W. D Wetherell's story “The Bass, the River, and Sheila Mant” is about two teenagers who meet during one summer vacation. This kind of story is often called a “coming of age” story, (in literary circles sometimes referred to as a “bildungsroman”). The focus in such a story is usually the development of the main character, including some sort of significant character change.
Teenage years are all about change, whether we like it or not. While the most obvious changes are occurrings to our bodies, we are also changing psychologically, socially, morally, and spiritually. Wetherell chose these young characters so that he could focus on the important lesson that the unnamed male learns on his ill-fated date with Sheila Mant.

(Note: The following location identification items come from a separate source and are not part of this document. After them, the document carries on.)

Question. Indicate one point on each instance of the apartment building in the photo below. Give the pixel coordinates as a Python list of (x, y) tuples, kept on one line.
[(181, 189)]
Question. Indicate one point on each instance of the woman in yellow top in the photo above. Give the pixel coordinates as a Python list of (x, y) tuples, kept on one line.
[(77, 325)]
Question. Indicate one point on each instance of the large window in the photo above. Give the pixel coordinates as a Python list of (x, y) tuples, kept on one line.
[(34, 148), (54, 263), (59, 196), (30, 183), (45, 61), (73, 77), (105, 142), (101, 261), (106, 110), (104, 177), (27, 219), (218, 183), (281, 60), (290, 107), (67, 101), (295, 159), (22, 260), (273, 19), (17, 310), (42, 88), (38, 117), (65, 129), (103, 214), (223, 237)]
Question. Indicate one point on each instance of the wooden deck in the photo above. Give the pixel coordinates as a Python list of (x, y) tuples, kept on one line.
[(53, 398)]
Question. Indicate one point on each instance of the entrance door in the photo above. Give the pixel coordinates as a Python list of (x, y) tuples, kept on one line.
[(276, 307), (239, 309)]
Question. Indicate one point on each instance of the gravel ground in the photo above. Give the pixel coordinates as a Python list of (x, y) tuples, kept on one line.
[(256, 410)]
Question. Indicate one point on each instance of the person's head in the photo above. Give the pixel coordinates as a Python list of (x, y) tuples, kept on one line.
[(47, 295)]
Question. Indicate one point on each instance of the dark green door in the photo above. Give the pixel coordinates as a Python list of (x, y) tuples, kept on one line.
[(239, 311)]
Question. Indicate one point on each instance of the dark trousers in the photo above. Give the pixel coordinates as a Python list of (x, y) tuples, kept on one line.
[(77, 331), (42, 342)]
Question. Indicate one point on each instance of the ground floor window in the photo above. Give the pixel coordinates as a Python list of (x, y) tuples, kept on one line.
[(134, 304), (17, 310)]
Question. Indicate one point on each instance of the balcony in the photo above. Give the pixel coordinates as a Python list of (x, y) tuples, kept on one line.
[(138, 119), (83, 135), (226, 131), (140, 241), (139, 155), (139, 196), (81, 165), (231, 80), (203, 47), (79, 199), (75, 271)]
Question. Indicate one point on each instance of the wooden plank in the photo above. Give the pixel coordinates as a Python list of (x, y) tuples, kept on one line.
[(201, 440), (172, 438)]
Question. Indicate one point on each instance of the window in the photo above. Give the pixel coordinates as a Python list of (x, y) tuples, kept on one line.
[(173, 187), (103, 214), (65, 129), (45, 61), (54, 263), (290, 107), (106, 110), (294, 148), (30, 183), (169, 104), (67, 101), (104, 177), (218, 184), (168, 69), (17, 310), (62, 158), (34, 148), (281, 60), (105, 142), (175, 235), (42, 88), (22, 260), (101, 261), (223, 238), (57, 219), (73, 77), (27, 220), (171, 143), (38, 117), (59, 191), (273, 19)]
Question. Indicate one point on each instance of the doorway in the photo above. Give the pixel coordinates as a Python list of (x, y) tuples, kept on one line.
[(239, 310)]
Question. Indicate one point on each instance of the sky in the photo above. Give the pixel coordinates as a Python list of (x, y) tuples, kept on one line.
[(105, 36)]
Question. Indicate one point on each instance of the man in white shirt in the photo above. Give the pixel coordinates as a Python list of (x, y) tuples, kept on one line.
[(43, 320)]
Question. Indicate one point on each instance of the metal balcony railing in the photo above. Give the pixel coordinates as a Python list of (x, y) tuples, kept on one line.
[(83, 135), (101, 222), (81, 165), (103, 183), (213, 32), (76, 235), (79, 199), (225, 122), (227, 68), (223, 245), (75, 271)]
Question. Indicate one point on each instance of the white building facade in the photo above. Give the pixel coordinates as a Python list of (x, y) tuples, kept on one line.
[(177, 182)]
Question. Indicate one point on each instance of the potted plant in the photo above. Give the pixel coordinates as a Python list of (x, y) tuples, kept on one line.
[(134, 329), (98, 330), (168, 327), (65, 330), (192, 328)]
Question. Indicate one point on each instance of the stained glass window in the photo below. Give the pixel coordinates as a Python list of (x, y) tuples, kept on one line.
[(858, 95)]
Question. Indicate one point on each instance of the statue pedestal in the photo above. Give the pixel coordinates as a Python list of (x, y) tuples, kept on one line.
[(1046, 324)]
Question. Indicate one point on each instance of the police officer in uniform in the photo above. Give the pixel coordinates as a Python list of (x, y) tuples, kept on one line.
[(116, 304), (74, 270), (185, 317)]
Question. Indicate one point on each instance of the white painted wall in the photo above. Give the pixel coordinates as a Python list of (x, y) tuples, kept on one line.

The reader finds out pretty quickly how old the narrator is; here are the first couple of lines from the story:
There was a summer in my life when the only creature that seemed lovelier to me than a largemouth bass was Sheila Mant. I was fourteen.
That's a nice opening sentence, packed with meaning. We know immediately that the narrator is going to be torn between two things: his love of fishing and a girl.
It doesn't take long to find out how old Sheila is. In the next paragraph the narrator tells us:
Sheila was the middle daughter—at seventeen, all but out of reach.
She is “out of reach” in more ways than one, but the age difference is certainly important at that stage in life. By the end of the story Sheila has dumped the narrator at the fair for an older guy, Eric Caswell, who offers her a ride home in his Corvette. The narrator then tells us, in the story's final paragraph, that he learned not to make that sort of mistake again.